I was going to say, if you bend them back you should not grab the LED epoxy case to do that. You should grab the longer lead with a pair of long nose pliers near the epoxy case, then another second pair under that. Give the second pair a small twist and the lead on that side will become shorter, all while not letting the lead near the plastic package bend. You may be able to do this with just the second pair of pliers just make sure the lead close to the package does not bend away from the package ... do all the adjustments in the longer leg itself only.
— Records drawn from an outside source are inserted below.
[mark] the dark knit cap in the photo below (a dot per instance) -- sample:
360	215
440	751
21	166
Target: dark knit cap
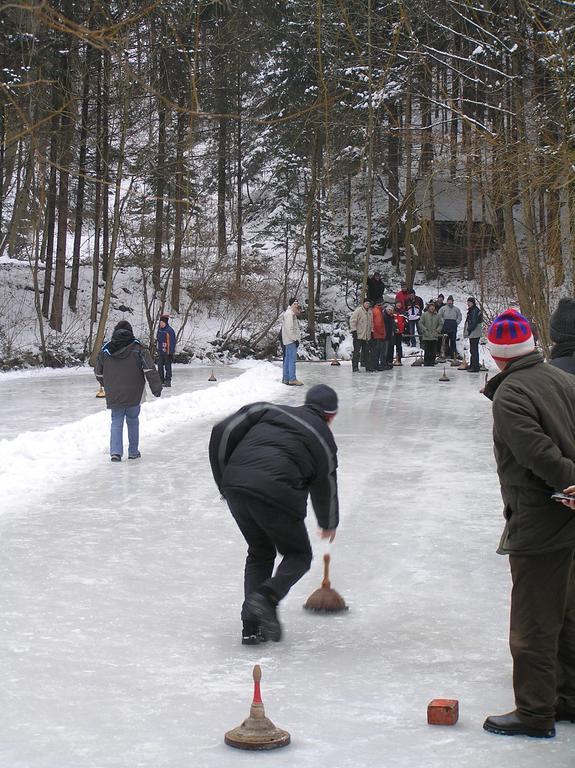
123	325
562	321
323	396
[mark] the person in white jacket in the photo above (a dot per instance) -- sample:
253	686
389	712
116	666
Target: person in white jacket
291	337
361	326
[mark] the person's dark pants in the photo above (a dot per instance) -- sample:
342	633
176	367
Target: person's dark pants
267	531
390	349
398	345
542	632
412	332
379	354
165	367
429	349
474	353
360	349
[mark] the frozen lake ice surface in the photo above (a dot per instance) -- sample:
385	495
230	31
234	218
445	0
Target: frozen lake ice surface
121	584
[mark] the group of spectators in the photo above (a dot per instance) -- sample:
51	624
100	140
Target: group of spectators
380	326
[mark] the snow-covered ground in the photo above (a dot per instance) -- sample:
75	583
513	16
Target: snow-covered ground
120	584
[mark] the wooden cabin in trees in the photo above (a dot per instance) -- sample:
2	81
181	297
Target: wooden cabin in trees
455	226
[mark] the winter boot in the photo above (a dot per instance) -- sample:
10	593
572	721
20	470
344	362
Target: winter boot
252	633
264	609
514	724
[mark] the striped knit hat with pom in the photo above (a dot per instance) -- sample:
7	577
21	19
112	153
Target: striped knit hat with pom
510	336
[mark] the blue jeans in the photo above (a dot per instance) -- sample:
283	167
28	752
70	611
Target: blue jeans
131	415
290	357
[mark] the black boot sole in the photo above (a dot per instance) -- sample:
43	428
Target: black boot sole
259	608
524	730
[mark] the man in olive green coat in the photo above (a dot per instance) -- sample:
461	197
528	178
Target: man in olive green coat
533	433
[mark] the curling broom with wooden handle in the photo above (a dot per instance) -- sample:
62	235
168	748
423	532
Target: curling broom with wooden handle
325	599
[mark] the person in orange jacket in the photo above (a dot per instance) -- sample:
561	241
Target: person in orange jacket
379	339
400	324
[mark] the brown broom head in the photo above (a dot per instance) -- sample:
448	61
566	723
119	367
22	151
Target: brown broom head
325	599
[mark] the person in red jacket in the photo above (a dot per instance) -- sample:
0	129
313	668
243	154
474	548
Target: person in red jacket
402	296
379	339
400	324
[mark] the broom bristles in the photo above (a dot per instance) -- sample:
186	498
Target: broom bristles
325	599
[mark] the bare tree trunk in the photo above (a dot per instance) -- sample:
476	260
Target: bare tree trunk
222	180
50	225
393	180
178	211
318	225
107	64
115	231
73	297
410	262
308	235
239	176
370	139
97	204
66	129
160	186
2	162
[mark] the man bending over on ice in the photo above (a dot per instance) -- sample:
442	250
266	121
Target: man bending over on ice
266	459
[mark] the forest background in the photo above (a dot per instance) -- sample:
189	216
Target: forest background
216	156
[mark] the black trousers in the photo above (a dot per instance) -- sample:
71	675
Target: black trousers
361	349
165	367
542	632
267	531
379	354
429	349
398	345
452	338
474	354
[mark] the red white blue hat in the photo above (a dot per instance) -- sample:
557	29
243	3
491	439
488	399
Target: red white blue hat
510	336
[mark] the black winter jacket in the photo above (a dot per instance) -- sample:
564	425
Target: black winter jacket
534	443
278	454
121	368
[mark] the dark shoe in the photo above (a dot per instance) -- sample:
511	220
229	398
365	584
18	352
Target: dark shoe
564	715
264	610
512	724
252	633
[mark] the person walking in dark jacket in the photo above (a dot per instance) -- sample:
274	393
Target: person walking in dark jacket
472	330
122	368
562	333
266	459
375	288
166	344
533	428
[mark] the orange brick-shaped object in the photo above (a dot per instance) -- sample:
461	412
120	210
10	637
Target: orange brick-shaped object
443	712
This action will be somewhat similar to an accordion bellows with just one fold.
The shorter lead will also bend a little but it should be ok as long as the LED is not too far off to begin with.
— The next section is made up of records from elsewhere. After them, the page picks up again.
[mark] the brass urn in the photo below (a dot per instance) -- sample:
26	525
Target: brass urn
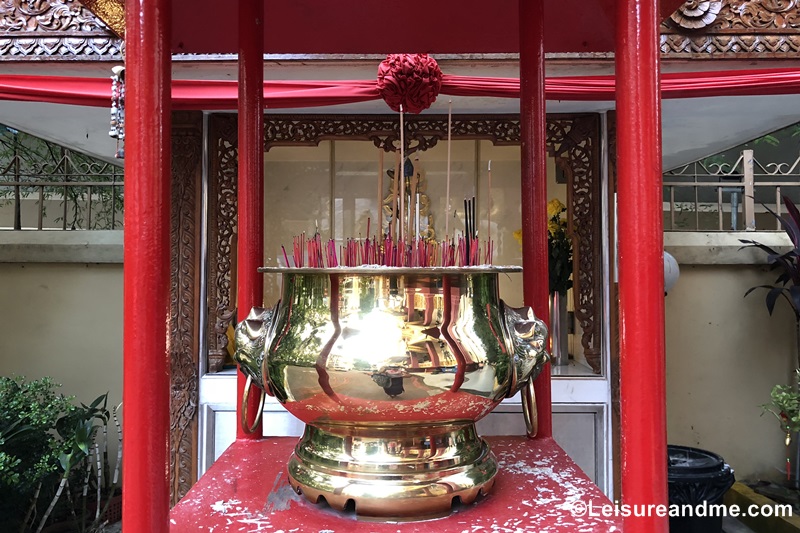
390	368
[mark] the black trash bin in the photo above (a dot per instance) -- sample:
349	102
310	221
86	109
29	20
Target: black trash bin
697	478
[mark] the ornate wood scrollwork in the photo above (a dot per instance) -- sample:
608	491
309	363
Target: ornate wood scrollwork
573	138
222	224
739	29
575	141
187	142
422	133
54	29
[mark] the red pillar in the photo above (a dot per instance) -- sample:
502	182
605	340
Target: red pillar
250	290
146	375
533	137
641	271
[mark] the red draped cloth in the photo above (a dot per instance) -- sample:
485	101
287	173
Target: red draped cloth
222	95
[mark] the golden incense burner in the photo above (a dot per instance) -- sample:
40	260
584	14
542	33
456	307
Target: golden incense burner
390	368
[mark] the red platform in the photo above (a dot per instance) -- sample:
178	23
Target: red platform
247	490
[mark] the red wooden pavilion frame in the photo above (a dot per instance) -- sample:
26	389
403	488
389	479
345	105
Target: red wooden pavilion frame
156	28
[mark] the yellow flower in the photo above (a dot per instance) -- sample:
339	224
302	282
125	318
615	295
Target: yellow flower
518	236
555	208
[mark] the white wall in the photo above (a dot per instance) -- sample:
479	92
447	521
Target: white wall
65	321
724	354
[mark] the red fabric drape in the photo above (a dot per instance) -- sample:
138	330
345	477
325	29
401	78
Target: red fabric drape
222	95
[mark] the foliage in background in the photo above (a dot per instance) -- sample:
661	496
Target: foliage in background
53	457
785	405
29	159
559	247
787	264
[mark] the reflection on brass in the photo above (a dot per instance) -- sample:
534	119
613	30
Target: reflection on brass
248	428
529	410
390	368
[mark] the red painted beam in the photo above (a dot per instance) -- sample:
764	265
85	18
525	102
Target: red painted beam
250	290
641	271
533	156
430	26
146	377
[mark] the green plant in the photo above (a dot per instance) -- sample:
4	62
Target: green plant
787	264
559	247
785	406
53	457
785	403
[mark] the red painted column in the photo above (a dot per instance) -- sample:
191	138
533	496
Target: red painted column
250	290
533	153
145	390
641	270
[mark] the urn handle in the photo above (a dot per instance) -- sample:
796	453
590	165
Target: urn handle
251	338
529	337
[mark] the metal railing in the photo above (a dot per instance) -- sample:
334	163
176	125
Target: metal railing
47	186
705	196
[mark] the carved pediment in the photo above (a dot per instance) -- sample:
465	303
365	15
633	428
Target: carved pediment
733	29
54	29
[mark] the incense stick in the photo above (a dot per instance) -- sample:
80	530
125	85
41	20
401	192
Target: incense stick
447	191
489	208
379	209
402	176
396	178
It could also be that the longer leads were to protect the LED from excess heat during soldering, perhaps even using a heat sink clamped to the leads while soldering. It could also be that some sort of adjustment was to be applied later to match up with some physical dimensional requirements.
 

Tonyr1084

Joined Sep 24, 2015
7,783
My 2¢:
Heat the solder to molten on the negative lead (the one connected to the giant cup inside), that's the Cathode (if I didn't get that backwards again). With the solder molten - move the LED closer to the position you want it. Then let the solder freeze. Now the other lead is under stress that must be relieved. Reheat that to molten and the lead will move and the LED will stand straight. Don't be surprised if you have to do this a few times. Just don't use too much heat or dwell too long with the heat. Just apply lateral pressure to the LED while heating the one lead. Once the solder goes molten, remove your iron and hold the LED still until the solder freezes. Then do the same to the other lead. If you have to - push the LED further in the direction you want it to go if you didn't get it fully positioned the first time.

As to your question:
Is it okay if we have slanted LED on the board?
Sure it is. IF it doesn't violate "Fit" - "Form" - and/or "Function". Chances are you can move it safely. But at present I don't see any reason to mess with it at all. Reheating solder joints DOES take a toll on the joint itself. Rework a joint enough and it will totally fail. I know. I was a Micro-Section Technician for four years and I investigated a number of board failures due to excessive attempts at reworking a joint. It can get quite ugly. Wish I had a picture of the worst case I've ever seen. And I've seen a lot.

Bottom line: If it doesn't NEED to be moved - don't move it. If it DOES need to be moved, I'd opt for the suggested method above. If all else fails - you can probably bend it into position. There's enough lead length to allow for that. But again, I think that fixing something that isn't broken is asinine.